A coluna que manteve durante anos no ‘Modas&Bordados’, intitulada ‘O Correio da Tia Filomena’ ficou famosa e recebia centenas de cartas, falando da condição das mulheres em Portugal, as suas revoltas e os seus sonhos.

Lidando com a elite cultural e social de Lisboa, Maria Lamas era considerada como uma das mulheres mais belas e fascinantes da capital. Excedia-se em projectos tendo sempre como metas que o impossível estava ao alcance das mãos.

O jornal ‘O Século’ era um dos expoentes máximos da cultura portuguesa na época, organizando conferências, concertos e exposições, actividades em que participou activamente. Um dos seus projectos mais famosos foi a exposição acerca da mulher portuguesa, onde apresentou teares do Minho, mesas de trabalho de mulheres como a Marquesa de Alorna e Carolina Michaelis, e onde recriou um conjunto de actividades femininas.

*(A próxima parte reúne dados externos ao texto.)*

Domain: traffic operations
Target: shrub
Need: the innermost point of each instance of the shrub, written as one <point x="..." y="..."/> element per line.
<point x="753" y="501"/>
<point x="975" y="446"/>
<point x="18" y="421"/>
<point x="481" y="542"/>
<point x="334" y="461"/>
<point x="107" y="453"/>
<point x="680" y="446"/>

Outra das suas exposições que ficou célebre foi a realizada com tapetes de Arraiolos fabricados pelas presas da cadeia das Mónicas e que permitiu a estas algumas horas de liberdade, tendo sido transportadas da prisão para os salões do ‘Século’ em táxis para apreciarem os seus trabalhos.

Durante a sua vida como jornalista, acabou por casar com um homem da mesma profissão, Artur Lamas, de quem viria a ter a terceira filha, o que não evitou o divórcio, embora tenha sempre mantido o nome deste nos seus trabalhos.

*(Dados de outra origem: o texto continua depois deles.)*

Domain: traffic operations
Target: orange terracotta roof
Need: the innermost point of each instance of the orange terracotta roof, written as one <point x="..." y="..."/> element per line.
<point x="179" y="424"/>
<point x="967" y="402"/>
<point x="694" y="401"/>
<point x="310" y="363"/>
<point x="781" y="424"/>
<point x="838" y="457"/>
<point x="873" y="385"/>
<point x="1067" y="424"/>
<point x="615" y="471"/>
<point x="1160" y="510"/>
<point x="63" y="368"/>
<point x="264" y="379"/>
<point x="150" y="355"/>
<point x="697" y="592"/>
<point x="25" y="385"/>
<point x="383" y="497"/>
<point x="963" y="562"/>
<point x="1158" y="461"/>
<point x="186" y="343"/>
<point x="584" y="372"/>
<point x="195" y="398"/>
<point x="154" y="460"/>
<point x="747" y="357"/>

Com o pseudónimo de Rosa Silvestre escreveu diversas obras infantis, como ‘Caminho Luminoso’ e ‘Para Além do Amor’, entre outros.

Mas a sua vontade de mudar as coisas não se limitou à escrita e em 1945, Maria Lamas é eleita presidente do Conselho Nacional das Mulheres Portuguesas, uma associação que tinha sido fundada durante a I República mas que o regime salazarista fizera por apagar. E é nessa posição que é obrigada a escolher entre abandonar o ‘Modas’, a que dedicara vinte anos da sua vida ou o Conselho, decidindo-se pela primeira opção, embora o Conselho tenha sido encerrado algum tempo depois pela P.I.D.E.

Percorre então o país para conhecer melhor a condição das mulheres e dessas viagens nasce o livro ‘As Mulheres do meu país’, que ficará como um marco histórico. Após estas obras publicaria ainda ‘A Mulheres no Mundo’ e ‘O Mundo dos Deuses e dos Heróis’.

Após o fim da II Guerra, Maria Lamas dedica-se a apoiar a candidatura do General Norton de Matos, e acaba por ser presa sob a acusação de propagar notícias falsas e pedir a libertação dos presos políticos. Esta seria a primeira de outras detenções, sendo a que mais a abalou o encarceramento solitário durante seis meses, nos anos cinquenta, que afectou profundamente a sua saúde.

Portugal sufoca-a e decide visitar outros países, na sua qualidade de membro do Conselho Mundial da Paz e em 1961 fixa-se em exílio durante oito anos na cidade de Paris. É da janela do seu quarto no Hotel Sain-Michel que durante o Maio de 1968 passou baldes de água para os jovens na rua se protegerem dos gases lacrimogéneos.

Apenas regressa a Portugal em 1970 e apoiou com todas as restantes forças dos seus oitenta anos, a revolução de Abril, que instaurou a democracia.

Volta a ser a directora honorária do ‘Modas&Bordados’ e foi uma das primeiras pessoas a receber a Ordem da Liberdade das mãos do Presidente da República.

Os seus últimos dias passou-os em Évora com uma das filhas e é lá que acaba por falecer aos noventa anos de idade, tendo perdido totalmente a audição, o que nunca foi impedimento para continuar a receber amigos e familiares, dialogando através de um pequeno bloco de notas.

Quem a conheceu de perto descreve-a como uma pessoa com a qual quem lidava sentia sempre que podia tonar-se melhor seguindo-lhe os exemplos, influindo assim, de forma subtil, na formação de muitas mulheres e também de homens, num país em que as fronteiras de posição social marcavam mais do que as personalidades.